La predictibilidad del error es razonable y tocar aceptarla pero las consecuencias de la desidia son impredecibles y machan el más pesimista de los balances.

La recomendación para no desengañarse de un inquilino es no tener ninguno o de tenerlo, esperar todos los desmanes que pueda hacer. Me costó mucho entender que hubiera gente no dispuesta a compartir su espacio doméstico o a alquilar casas que no usaba para nada y las materia cerradas por décadas. La irresponsabilidad de un lado lleva a la desconfianza blindada de otra. No se puede objetar unilateralmente ésta sin que aquella sea disminuida notablemente.

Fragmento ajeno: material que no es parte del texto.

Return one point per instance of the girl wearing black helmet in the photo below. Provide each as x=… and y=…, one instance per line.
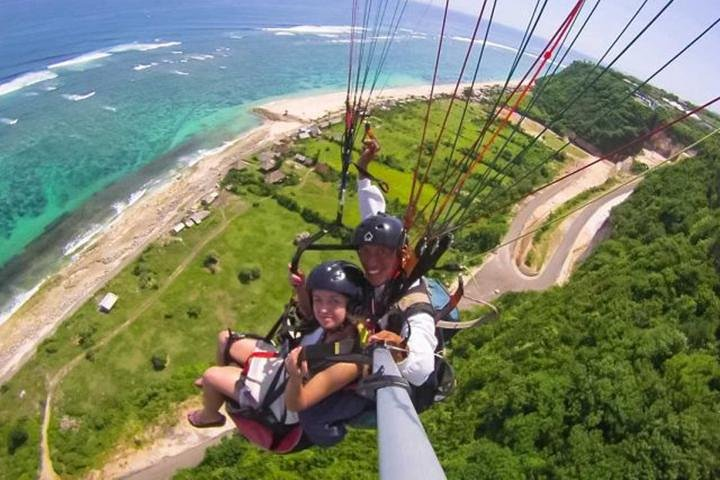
x=337, y=291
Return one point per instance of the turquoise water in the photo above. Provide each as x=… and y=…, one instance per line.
x=100, y=102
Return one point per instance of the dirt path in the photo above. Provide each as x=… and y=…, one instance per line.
x=46, y=468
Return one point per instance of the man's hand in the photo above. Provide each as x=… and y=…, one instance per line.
x=291, y=364
x=399, y=352
x=370, y=149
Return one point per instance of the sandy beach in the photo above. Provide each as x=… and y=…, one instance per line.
x=154, y=215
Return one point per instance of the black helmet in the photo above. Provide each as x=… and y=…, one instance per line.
x=341, y=277
x=380, y=229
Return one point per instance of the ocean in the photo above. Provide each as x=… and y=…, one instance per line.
x=102, y=101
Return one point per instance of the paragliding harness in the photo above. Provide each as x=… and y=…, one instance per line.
x=262, y=417
x=436, y=302
x=405, y=296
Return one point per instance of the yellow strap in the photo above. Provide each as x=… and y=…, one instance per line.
x=411, y=299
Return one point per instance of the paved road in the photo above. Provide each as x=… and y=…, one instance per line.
x=500, y=274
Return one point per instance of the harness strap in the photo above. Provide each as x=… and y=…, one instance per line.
x=260, y=354
x=368, y=386
x=232, y=338
x=322, y=355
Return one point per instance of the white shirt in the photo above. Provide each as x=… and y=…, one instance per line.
x=420, y=327
x=370, y=198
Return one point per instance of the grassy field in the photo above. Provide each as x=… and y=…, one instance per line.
x=171, y=306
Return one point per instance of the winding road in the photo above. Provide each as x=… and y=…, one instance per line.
x=500, y=273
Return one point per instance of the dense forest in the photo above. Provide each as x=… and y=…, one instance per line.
x=614, y=375
x=600, y=110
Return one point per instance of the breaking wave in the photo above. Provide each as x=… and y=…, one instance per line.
x=26, y=80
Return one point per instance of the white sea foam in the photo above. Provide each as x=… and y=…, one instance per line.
x=120, y=207
x=77, y=97
x=104, y=53
x=81, y=59
x=83, y=239
x=141, y=47
x=499, y=46
x=18, y=300
x=26, y=80
x=144, y=66
x=314, y=29
x=193, y=158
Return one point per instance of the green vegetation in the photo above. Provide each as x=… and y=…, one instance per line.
x=615, y=375
x=542, y=237
x=138, y=362
x=598, y=117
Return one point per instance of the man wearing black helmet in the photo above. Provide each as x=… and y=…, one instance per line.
x=409, y=322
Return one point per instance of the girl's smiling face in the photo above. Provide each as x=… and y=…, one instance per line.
x=330, y=308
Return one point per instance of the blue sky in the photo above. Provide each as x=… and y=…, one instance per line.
x=693, y=76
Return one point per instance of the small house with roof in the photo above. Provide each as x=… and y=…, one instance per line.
x=268, y=161
x=107, y=302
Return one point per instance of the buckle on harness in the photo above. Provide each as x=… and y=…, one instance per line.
x=368, y=386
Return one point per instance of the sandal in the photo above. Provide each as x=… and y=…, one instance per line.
x=194, y=418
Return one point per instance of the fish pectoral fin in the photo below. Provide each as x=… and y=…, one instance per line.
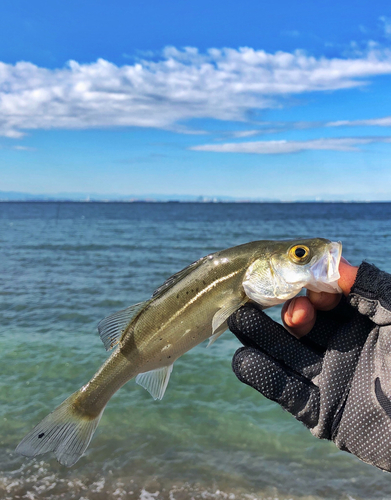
x=219, y=321
x=155, y=381
x=112, y=327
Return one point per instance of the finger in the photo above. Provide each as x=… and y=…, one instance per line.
x=255, y=329
x=323, y=301
x=348, y=275
x=298, y=316
x=294, y=393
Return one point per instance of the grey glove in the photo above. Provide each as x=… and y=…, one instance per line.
x=337, y=379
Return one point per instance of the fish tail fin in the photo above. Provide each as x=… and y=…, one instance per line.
x=64, y=431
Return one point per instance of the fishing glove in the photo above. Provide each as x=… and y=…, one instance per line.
x=337, y=379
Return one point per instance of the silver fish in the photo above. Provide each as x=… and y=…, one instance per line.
x=190, y=307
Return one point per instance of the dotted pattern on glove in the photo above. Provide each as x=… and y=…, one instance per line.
x=336, y=380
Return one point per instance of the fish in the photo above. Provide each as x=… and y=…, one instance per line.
x=187, y=309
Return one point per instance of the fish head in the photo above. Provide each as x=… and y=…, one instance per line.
x=288, y=266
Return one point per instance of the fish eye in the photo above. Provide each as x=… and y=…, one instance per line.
x=299, y=253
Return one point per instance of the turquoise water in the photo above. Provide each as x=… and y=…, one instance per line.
x=63, y=267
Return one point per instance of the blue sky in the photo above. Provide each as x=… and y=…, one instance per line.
x=285, y=100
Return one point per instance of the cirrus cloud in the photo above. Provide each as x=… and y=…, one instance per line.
x=288, y=147
x=222, y=84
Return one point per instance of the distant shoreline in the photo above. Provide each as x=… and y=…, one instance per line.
x=194, y=202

El fracaso de una transacción tan elemental como el préstamo de algo devuelto en las condiciones debidas se trate de un libro, un giradiscos, un coche  o una casa es algo más que el fracaso de esa transacción material e principio simple, es el fracaso de la confianza misma, la imposibilidad de volver a creer en el otro como socio, aliado o amigo.  No hay casero que no tenga un largo anecdotario que contar, pero también se puede hacer con préstamos menores. Cuando la perdida de cosas prestadas por mal uso se repite una y otra vez, en épocas biográficas completamente distintas y en países muy diferentes  uno o hace más que demostrar empírica y dolorosamente la lógica aplastante del individualismo a escala internacional.